Jisung, Chan'ın öfkeli ve üzgün anlarına, yılların getirdiği arkadaşlıklarıyla pek çok kez şahit olmuştu. O anlarda Chan'la en iyi şekilde ilgilendiğinden emin olurdu. Nasıl konuşacağını, ne yapacağını bilir, desteğini en iyi şekilde hissettirirdi. Fakat bugüne kadar Chan'ın böylesine güçlü ve yıkıcı bir haline hiç şahit olmamıştı. Jisung yanlış bir şey yapıp arkadaşını daha kötü bir duruma sokmaktan korkuyordu şu an. Ellerini nereye koyacağını bilemiyor, diyeceği şeyleri toparlayamıyordu.

"Channie, hadi anlat bana. Her ne olduysa anlat ve birlikte çözmeye çalışalım, tamam mı? Sessiz kaldıkça beni daha çok telaşlandırıyorsun."

Chan yorgunca bir iç çekti. Gözleri ağlamaktan kızarmış, yorgunluktan çökmüştü. Jisung onun bu halini gördükçe içi burkuluyordu. Jisung'un zihni, doğru sözleri bulmaya çalışırken karmaşık düşüncelerle doldu. Chan'a ne olduğunun yanı sıra nasıl yardımcı olabileceğini düşünüyordu sürekli. Bu durumda ne söylemeli, nasıl bir tavır takınmalıydı? Bir yandan da, belki de Chan sadece sessizlikle sarılı kalmak istiyordu.

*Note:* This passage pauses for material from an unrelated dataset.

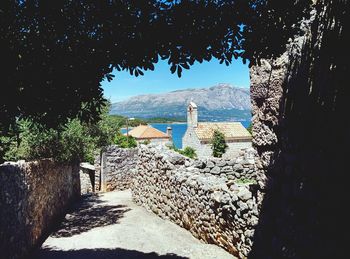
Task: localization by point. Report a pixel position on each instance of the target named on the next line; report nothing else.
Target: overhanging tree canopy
(54, 54)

Endişesini bir kenara bırakıp sakin kalmaya çalıştı Jisung. Genellikle duygularını bastırıp arka planda tutmayı ve soğukkanlılığını korumayı başaran biriydi. Ancak, Chan daha fazla konuşmazsa, içinde biriken hisleri kontrol etmekte zorlanacağından korkuyordu.

Chan, yine Jisung'u cevapsız bırakmıştı ama bu sefer bir hareket belirtisi gösterip sehpanın üstünden kumandayı aldı ve televizyonun sesini artırdı. Jisung, ne yaptığını anlamaya çalışırken televizyona çevirdi kafasını. Çevirmesiyle, Chan'ın televizyondaki görüntüsünü görmesi bir oldu.

Jisung'un gözleri şaşkınlıkla büyüdü.

Televizyonda bir sürü muhabir, Chan'ın çevresini akbaba gibi sarmıştı. Chan yürüyüp ilerlemeye çalıştıkça muhabirler de onunla birlikte ilerliyor, mikrofonlarını Chan'a uzatarak ardı ardına kesilmeyen sorular soruyorlardı.

"Bay Bang, söylentilere göre şirketinize sahte Incheon Manzarası tablosu satılmış."

"Nasıl hissediyorsunuz? Ne söyleyeceksiniz?"

"Söylentilere göre sahtekarlık ve dolandırıcılık söz konusuymuş. Bu işin içinde sizin de isminiz geçiyor."

Televizyondaki Chan, duyduğu şeyle aniden yürümeyi kesip muhabire hiddetle döndü. Kendini kasmaktan boğazında çıkan damarlar, ekrandan bile belirgin bir şekilde görülüyordu.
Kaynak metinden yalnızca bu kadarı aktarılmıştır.